Donovan has invested his career in local ministry through church staff involvement and through pioneering chaplaincy work. He has worked with hospital chaplaincy, as a chaplain with Heartland Hospice, and in prison chaplaincy. In addition to his career work, he has led previous efforts for hands-on assistance at OBU.
"Having served as a chaplain in both medical and correctional settings, I have seen how valuable volunteers are in providing ‘value added' services," Donovan said. "I know that they can bring both quality and quantity of service which cannot be paid for. Volunteers are not a substitute for, but an adjunct to, the employed staff by having the time to do the extra ‘little things' employees are unable to do because of time and work constraints."
Donovan graduated from OBU in 1955; his wife, Peggy, graduated from OBU in 1953. The couple met on Bison Hill, and Bill proposed to Peggy on the lawn in front of Shawnee Hall. They married in 1953. Following graduation, Donovan pursued a master of divinity degree. He served as pastor of Baptist churches in Oklahoma and Texas from 1947-75. The Donovans worked together through chaplaincy, volunteers and in-service staffs. Peggy also worked as a nurse.
In 1975, Donovan became senior chaplain at Oklahoma State Penitentiary in McAlester, Okla., and he completed his doctorate. His role shifted in 1983, when he became administrator of religious programs for the Department of Corrections in Oklahoma City. In 1986, he became director of institutional and business-industrial chaplaincy for the North American Mission Board in Atlanta, Ga.
Retirement brought the Donovans home to Shawnee in 1995, where they are active in First Baptist Church. They have four children, all who attended OBU: Cynthia Donovan-Wallis, ex '79; Stephen Donovan, ex '80; Rebecca Donovan-Bushong, '79; and Lori Donovan, ex '86.
Through OBU's Volunteer Services program, volunteers will be used anywhere extra help is needed, Donovan said. Tasks might include routine office and clerical work; athletic and other special events; theater; library; maintenance; Geiger Center; landscape; and periods of heavy activity such as enrollment, graduation and Homecoming.
"They will be used wherever the need is wherever the requests are generated," he said. "The screening, orientation, training and security checks will make it possible to use them in most settings of the university. They will be much more than greeters, guides and hospitality providers."

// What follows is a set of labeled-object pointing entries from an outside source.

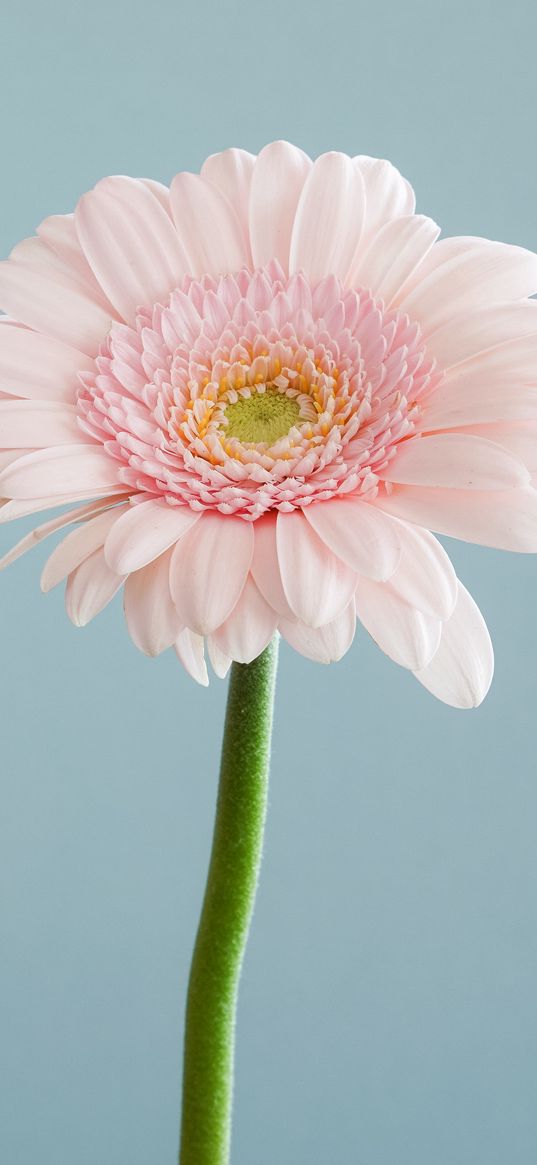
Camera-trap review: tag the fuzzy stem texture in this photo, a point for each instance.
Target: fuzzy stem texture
(230, 894)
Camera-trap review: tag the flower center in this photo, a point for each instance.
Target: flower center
(262, 417)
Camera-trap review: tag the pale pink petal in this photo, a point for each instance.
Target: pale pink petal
(391, 256)
(152, 618)
(520, 437)
(207, 226)
(350, 527)
(209, 569)
(34, 424)
(40, 367)
(506, 519)
(53, 303)
(129, 244)
(424, 577)
(219, 659)
(407, 635)
(249, 627)
(280, 173)
(63, 470)
(145, 531)
(43, 531)
(323, 644)
(466, 274)
(90, 588)
(472, 332)
(461, 670)
(318, 585)
(388, 195)
(329, 218)
(231, 171)
(190, 650)
(457, 461)
(499, 385)
(78, 545)
(266, 566)
(59, 235)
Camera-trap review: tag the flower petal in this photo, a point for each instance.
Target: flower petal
(504, 519)
(393, 254)
(231, 171)
(62, 471)
(53, 303)
(461, 670)
(35, 424)
(207, 227)
(190, 650)
(152, 618)
(350, 527)
(78, 545)
(90, 588)
(40, 367)
(278, 177)
(388, 195)
(145, 531)
(323, 644)
(317, 585)
(129, 244)
(424, 578)
(473, 332)
(466, 273)
(209, 569)
(266, 566)
(249, 627)
(329, 218)
(405, 635)
(454, 461)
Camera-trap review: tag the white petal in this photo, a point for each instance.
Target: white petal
(78, 545)
(461, 670)
(280, 173)
(504, 519)
(145, 531)
(219, 661)
(424, 577)
(35, 424)
(62, 471)
(249, 627)
(42, 531)
(393, 255)
(232, 171)
(152, 618)
(129, 244)
(209, 570)
(323, 644)
(472, 332)
(318, 585)
(388, 195)
(405, 635)
(465, 274)
(454, 461)
(329, 218)
(40, 367)
(190, 650)
(90, 588)
(207, 227)
(350, 527)
(54, 303)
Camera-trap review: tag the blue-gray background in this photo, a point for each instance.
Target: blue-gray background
(388, 1007)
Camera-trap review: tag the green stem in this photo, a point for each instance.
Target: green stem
(230, 894)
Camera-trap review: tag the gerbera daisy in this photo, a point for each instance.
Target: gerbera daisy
(262, 388)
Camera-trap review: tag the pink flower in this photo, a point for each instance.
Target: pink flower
(271, 381)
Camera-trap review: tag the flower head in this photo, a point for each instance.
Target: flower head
(262, 388)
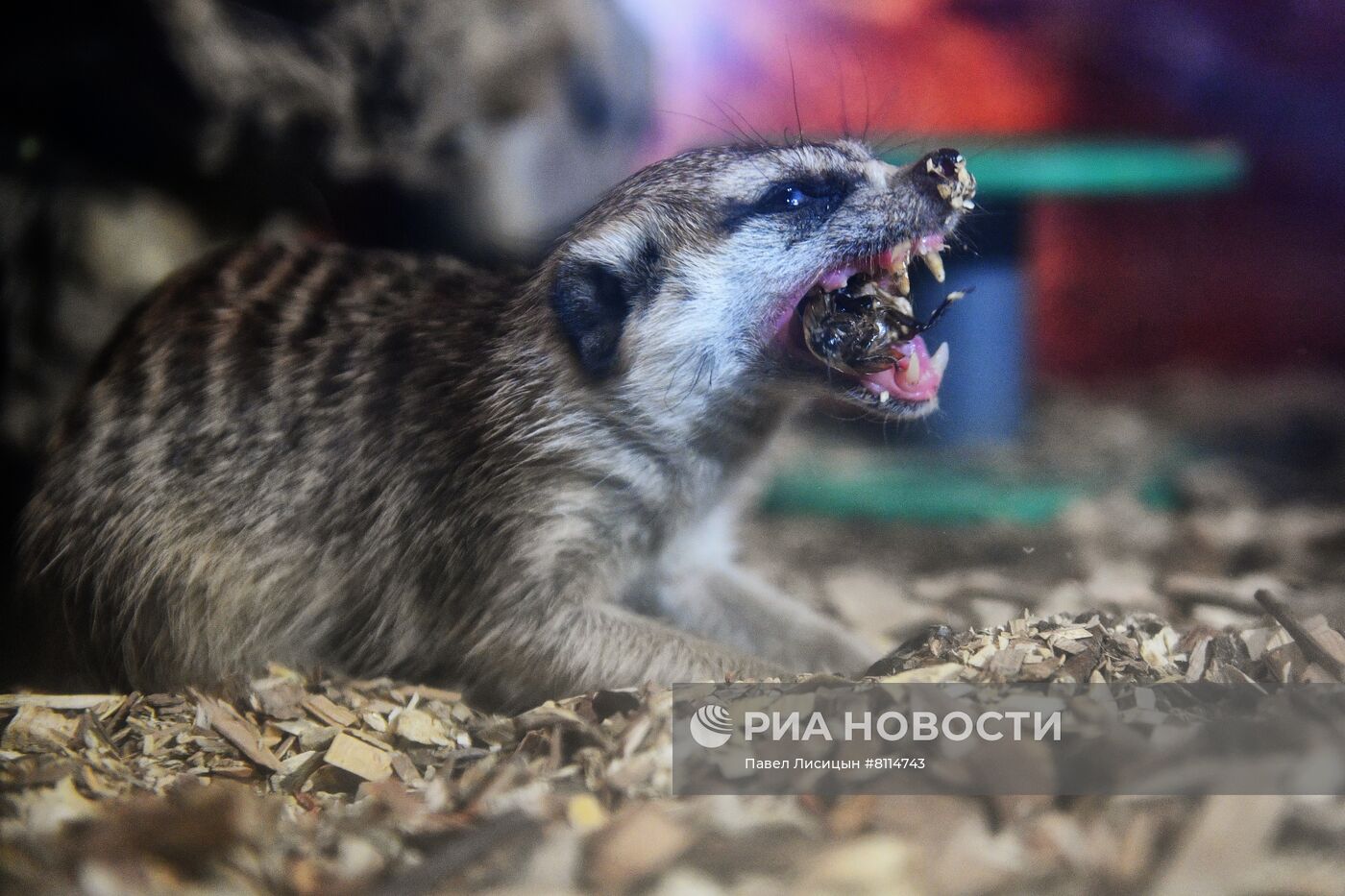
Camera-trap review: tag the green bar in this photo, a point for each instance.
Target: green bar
(924, 494)
(1091, 167)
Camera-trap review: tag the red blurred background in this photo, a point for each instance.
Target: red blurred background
(1241, 281)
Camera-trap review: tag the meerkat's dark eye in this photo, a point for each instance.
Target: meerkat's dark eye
(795, 195)
(806, 201)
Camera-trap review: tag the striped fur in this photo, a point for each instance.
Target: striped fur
(390, 465)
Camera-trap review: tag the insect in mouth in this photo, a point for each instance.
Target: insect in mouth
(851, 329)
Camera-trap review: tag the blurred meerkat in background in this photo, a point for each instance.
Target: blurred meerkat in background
(138, 134)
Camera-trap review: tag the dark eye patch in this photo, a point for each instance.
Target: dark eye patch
(807, 201)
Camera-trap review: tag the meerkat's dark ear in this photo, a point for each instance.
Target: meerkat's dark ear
(592, 302)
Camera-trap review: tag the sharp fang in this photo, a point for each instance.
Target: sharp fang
(912, 375)
(935, 264)
(939, 359)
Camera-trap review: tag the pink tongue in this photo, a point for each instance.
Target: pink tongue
(893, 381)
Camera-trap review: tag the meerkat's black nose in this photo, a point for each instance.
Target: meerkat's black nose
(944, 163)
(947, 174)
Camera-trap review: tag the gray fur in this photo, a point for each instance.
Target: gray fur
(403, 466)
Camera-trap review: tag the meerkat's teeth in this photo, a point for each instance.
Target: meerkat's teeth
(939, 359)
(935, 264)
(912, 375)
(900, 255)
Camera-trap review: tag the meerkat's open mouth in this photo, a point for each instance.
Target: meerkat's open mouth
(858, 322)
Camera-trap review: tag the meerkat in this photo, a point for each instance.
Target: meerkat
(521, 485)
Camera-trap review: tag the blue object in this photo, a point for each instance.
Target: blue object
(982, 400)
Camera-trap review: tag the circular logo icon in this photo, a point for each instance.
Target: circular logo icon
(712, 725)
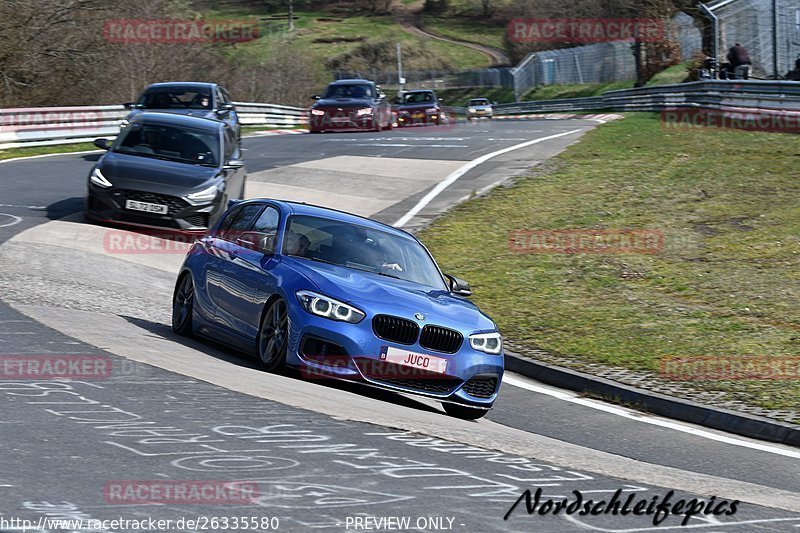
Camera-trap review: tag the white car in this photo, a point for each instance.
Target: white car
(479, 107)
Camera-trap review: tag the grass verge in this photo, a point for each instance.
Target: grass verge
(726, 282)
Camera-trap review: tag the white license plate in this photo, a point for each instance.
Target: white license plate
(415, 360)
(145, 206)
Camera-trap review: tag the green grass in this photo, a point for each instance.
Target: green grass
(311, 26)
(550, 92)
(11, 153)
(725, 284)
(465, 30)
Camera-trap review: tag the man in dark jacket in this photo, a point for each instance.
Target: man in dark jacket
(739, 61)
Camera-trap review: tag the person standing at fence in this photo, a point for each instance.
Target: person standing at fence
(739, 61)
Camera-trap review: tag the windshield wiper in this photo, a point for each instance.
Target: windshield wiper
(390, 276)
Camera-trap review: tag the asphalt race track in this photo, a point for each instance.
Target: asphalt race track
(321, 455)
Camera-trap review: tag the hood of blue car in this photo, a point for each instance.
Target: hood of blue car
(131, 172)
(376, 294)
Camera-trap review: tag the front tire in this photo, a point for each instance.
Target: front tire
(463, 412)
(183, 306)
(273, 336)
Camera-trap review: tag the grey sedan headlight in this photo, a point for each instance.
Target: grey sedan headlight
(491, 343)
(206, 195)
(326, 307)
(98, 179)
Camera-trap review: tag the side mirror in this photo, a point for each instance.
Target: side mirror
(458, 286)
(105, 144)
(233, 164)
(254, 240)
(225, 109)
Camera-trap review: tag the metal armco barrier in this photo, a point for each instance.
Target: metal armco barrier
(723, 95)
(41, 126)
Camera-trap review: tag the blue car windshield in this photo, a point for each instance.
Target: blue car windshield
(170, 143)
(360, 248)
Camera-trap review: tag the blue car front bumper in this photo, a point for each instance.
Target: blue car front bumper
(325, 349)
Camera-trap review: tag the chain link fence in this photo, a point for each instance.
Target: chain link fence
(752, 23)
(770, 31)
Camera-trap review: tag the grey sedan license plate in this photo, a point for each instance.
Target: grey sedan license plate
(146, 206)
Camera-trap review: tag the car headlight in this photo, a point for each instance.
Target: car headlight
(491, 343)
(320, 305)
(98, 179)
(206, 195)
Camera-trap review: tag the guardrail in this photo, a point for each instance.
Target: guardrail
(41, 126)
(724, 95)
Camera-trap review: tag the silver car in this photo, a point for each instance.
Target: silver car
(479, 107)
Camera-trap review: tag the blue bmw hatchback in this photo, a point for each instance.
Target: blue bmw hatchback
(339, 296)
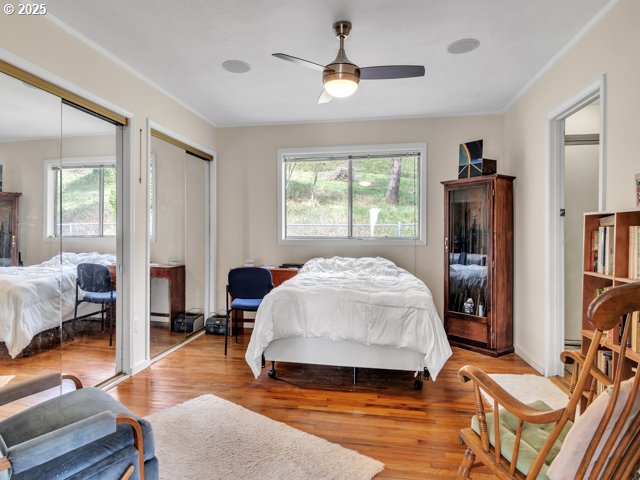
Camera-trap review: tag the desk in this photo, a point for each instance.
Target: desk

OBU President David W. Whitlock said that shortly after OBU hosted the Baptist General Convention of Oklahoma's annual meeting in November, the university began seeking ways it could maintain the strong level of volunteer involvement that made the event possible. He said the new Volunteer Services program will allow OBU to intentionally connect with local residents who have skill sets that can help the university achieve its mission.
"As we embrace our Volunteer Services program, we will not only benefit from the expertise and experience of these volunteers," Whitlock said. "We also will create a team of OBU ambassadors who help our community know more about OBU and our mission."
OBU's mission is to transform lives by equipping students to pursue academic excellence, integrate faith with all areas of knowledge, engage a diverse world, and live worthy of the high calling of God in Christ.
Donovan said any interested person is welcome to apply to serve through the program. Volunteers approved to serve will have gone through a personal screening interview, assessment of skill level and security check, and they must affirm their agreement with the stated mission and goals of OBU. The same non-discrimination policy which applies to the hiring of OBU personnel applies to volunteers.